I thought I knew what I wanted in life going into this semester, but I was proven wrong.
Up until August of 2022, I had not been in a classroom in almost two and a half years. The last time I had stepped into one was during my bachelor's degree, only days before the COVID-19 pandemic took over New York City. I was attending a fashion school back then and was really lost about what I wanted to do. Fast forward to now. I am preparing to start my master's degree in Global Humanities, moved to another city, my hometown, to start over fresh again. With several internships and jobs under my belt, I thought I knew what I wanted going into this semester, but I was proven very wrong by the end of the first month.
My vision of the future and my recent plans going into the semester included pursuing a PhD. Having worked in theatre and film during the pandemic, discovering how these industries could make an impact through an ethnographic lens, I had decided I was going to pursue anthropology. My dream was to conduct ethnography projects on women's arts, specifically theater and literature. This would mark a drastic change from what I had studied previously, which was International Trade and Fashion Business.
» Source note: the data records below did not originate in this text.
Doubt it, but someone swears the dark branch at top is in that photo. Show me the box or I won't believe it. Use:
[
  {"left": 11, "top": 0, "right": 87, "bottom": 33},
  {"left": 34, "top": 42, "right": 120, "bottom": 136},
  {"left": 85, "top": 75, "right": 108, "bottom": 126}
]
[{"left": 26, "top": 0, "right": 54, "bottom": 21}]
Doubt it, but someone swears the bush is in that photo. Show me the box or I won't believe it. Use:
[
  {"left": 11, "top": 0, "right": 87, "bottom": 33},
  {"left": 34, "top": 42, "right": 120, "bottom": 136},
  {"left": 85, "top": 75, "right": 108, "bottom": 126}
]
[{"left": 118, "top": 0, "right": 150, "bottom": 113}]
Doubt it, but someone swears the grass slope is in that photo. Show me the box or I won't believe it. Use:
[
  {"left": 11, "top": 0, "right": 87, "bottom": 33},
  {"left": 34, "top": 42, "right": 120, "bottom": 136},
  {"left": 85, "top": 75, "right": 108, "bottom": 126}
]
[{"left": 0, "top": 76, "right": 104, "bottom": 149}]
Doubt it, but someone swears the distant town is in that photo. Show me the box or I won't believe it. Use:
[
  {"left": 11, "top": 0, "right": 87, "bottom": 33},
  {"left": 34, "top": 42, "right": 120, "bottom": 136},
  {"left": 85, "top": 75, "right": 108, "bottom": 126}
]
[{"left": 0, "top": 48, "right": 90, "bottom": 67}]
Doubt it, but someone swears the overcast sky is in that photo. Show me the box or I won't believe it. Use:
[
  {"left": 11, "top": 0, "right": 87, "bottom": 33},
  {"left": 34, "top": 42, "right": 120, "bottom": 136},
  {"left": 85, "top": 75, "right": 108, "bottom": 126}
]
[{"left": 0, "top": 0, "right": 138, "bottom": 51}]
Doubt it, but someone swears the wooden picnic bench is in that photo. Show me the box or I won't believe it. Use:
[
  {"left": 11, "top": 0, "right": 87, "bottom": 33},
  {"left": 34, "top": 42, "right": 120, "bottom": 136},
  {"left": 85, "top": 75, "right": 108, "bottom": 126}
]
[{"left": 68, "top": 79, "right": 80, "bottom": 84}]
So I started graduate school this semester and thought this was my dream. Then I quickly began to realize the pitfalls of pursuing a doctoral degree, and that maybe this path was not for me. In my coursework and degree, a lot of it is interdisciplinary in nature. Often, as a young person trying to discover what is important to me and my life, I have been told that I need to do something specific, or I had to double down and pick a single topic of focus. We have to be a doctor, lawyer, engineer, make enough to survive. And to survive means you could not be more than one thing in the eyes of many people around me.
This semester reinforced a certain notion that I have been thinking about all along: everything is interconnected. Theater often is a political act, writers and actors approaching scripts and art in a process they know from their socioeconomic statuses and training. Art is a product of the times and societies we live in, which means you should have a core understanding of economics, development, and sociology in order to get a grasp at the bigger picture. I began often thinking about this during the COVID-19 pandemic, especially as I picked up a copy of Ntozake Shange's For Colored Girls for the first time. As a writer myself, I ws thrilled by the poetry and music contained with her lines. I admired her work, and, deep down, was a little bit jealous because I felt trapped in genre and confines. I'm slowly breaking free of this way of thinking thanks to this semester, and the future genuinely looks bright.